Mogu Inc ADR  vs.  Chewy Inc

 Performance (%) 
      Timeline 
Mogu Inc ADR 
Mogu Inc Performance
0 of 100
Over the last 90 days Mogu Inc ADR has generated negative risk-adjusted returns adding no value to investors with long positions. In spite of fragile performance in the last few months, the Stock's technical and fundamental indicators remain comparatively stable which may send shares a bit higher in June 2022. The newest uproar may also be a sign of mid-term up-swing for the firm private investors.

Mogu Inc Price Channel

Chewy Inc 
Chewy Performance
0 of 100
Over the last 90 days Chewy Inc has generated negative risk-adjusted returns adding no value to investors with long positions. In spite of unsteady performance in the last few months, the Stock's basic indicators remain fairly strong which may send shares a bit higher in June 2022. The current disturbance may also be a sign of long term up-swing for the company investors.

Chewy Price Channel

Mogu Inc and Chewy Volatility Contrast

 Predicted Return Density 
      Returns 

Pair Trading with Mogu Inc and Chewy

The main advantage of trading using opposite Mogu Inc and Chewy positions is that it hedges away some unsystematic risk. Because of two separate transactions, even if Mogu Inc position performs unexpectedly, Chewy can make up some of the losses. Pair trading also minimizes risk from directional movements in the market. For example, if an entire industry or sector drops because of unexpected headlines, the short position in Chewy will offset losses from the drop in Chewy's long position.
The idea behind Mogu Inc ADR and Chewy Inc pairs trading is to make the combined position market-neutral, meaning the overall market's direction will not affect its win or loss (or potential downside or upside).
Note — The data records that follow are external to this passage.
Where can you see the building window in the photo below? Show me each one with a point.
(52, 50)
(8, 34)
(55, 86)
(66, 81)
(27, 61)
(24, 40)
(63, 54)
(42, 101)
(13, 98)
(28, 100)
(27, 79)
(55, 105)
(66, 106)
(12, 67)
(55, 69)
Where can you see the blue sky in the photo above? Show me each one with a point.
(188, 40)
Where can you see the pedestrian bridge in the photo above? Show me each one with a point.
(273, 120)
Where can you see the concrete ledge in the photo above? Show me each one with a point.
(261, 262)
This can be achieved by designing a pairs trade with two highly correlated stocks or equities that operate in a similar space or sector, making it possible to obtain profits through simple and relatively low-risk investment.
Check out your portfolio center. Note that this page's information should be used as a complementary analysis to find the right mix of equity instruments to add to your existing portfolios or create a brand new portfolio. You can also try Companies Directory module to evaluate performance of over 100,000 Stocks, Funds, and ETFs against different fundamentals.